A 38-year-old man in Texas has been reunited with his birth mother after learning he was stolen at birth and placed for adoption.
Tyler Graf was raised in Minnesota “by a very loving, caring family,” who adopted the Chilean boy as a baby. Records claimed that Graf was born to 26-year-old Hilda del Carmen Quezada, who reportedly gave him up due to financial instability.
However, when Quezada, now 65, gave birth to her son — whom she planned to name Sergio — in Temuco, Chile, in 1983, she awoke from anesthesia and was told that her son had died. She was not even allowed to see the corpse.
It turned out he was taken as part of a complex international trafficking network that was organized throughout the world and included a network of medical professionals, the Chilean government and the Catholic Church, ABC News’ “Good Morning America” reported.
It is estimated that nearly 8,000 to 12,000 children were illegally or forcibly adopted in Chile in the 1970s and ’80s during Augusto Pinochet’s reign, Graf’s attorney, Anthony Clarkson, told Click2Houston.
Graf always knew he was adopted — and struggled with resentment toward his birth mother.

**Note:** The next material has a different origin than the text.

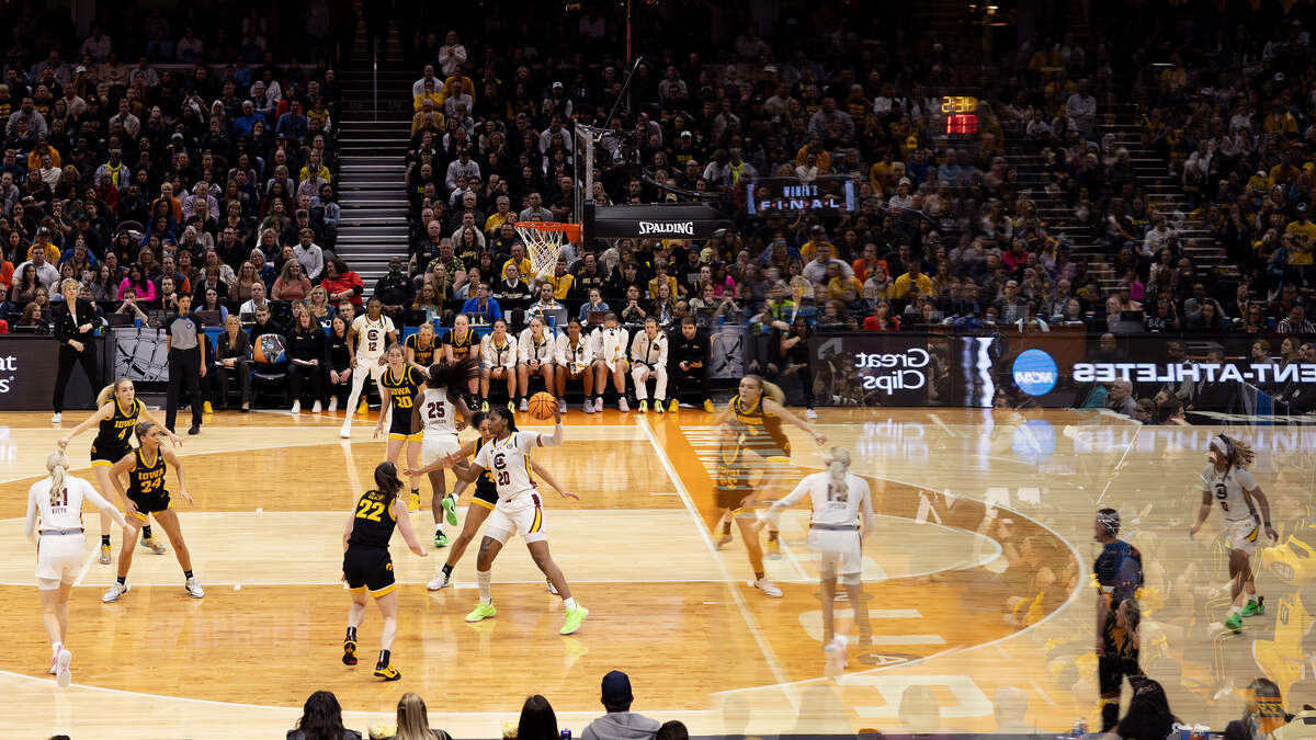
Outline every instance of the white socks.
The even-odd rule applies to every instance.
[[[490,598],[490,582],[494,581],[492,570],[476,570],[475,583],[480,587],[480,603],[487,604],[492,599]]]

“I never thought that any excuse would be good enough,” he told the New York Times. “I carried that animosity, that chip on my shoulder, my whole life.”
Despite his hostility, Graf lived an otherwise happy life in America, unaware that he was trafficked for adoption, and he became a firefighter in Houston, where he lived with his wife and infant son.
However, when a Chilean firefighter came to Houston for a work foreign exchange training years ago, he told Graf that his mother, Marisol Rodríguez, ran a Chilean nonprofit, Hijos y Madres del Silencio, that works to reconnect families separated by illegal and forced adoptions in the country.
Last year, Graf finally learned his full story — as did his birth mother.
She remembered how she never forgot the heartbreaking loss and mourned her son on his birthday every year — until she received a call from Hijos y Madres del Silencio in May 2021.
“I couldn’t digest the information,” she told the Times. “I couldn’t grasp what was happening. Every muscle in my body tightened up and squeezed the tears in my eyes. I felt like I had been hit by a bat and was seeing stars.”
“I wanted to scream. I questioned a lot of things. The thought of if he was loved, if he ate well, if he spent time cold,” she told “Good Morning America.”
Their connection was confirmed soon after via the results of a DNA test.
“I can’t imagine what my birth mother went through when she lost me and grieved my death,” Graf told Click2Houston. But he has been excited to get to know his birth mother — as well as three sisters he didn’t know about — as he maintains his relationship with his adoptive family, who had no idea of the nefarious details of his adoption.
The newly completed family quickly began getting to know each other over Zoom before Quezada boarded a flight — her first ever — to meet her son and hold him in her arms last year.
“It was the closest hug,” Graf recounted. “They just left us alone in each other’s arms and we hugged and she kissed me and we just stood there crying.”
Graf has since flown to Chile for the first time to meet with his mother and sisters in his birthplace.
However, he is faced with a difficult situation.
“Now, I’m in between families. I do not want to hurt my adoptive parents’ feelings or my birth mother’s feelings, so it is kind of a fine balance right now,” he explained. “I’m trying to figure where I fit in the middle of all this.”
However, Graf has also since founded his own nonprofit, Connecting Roots, which spreads awareness of the horrific trafficking scheme and provides free DNA tests to help families accelerate their own reunions, noting that many of the mothers impacted by these crimes are entering their elder years.
“We’re making up for 38 years of lost time,” he said. “Time we can’t get back.”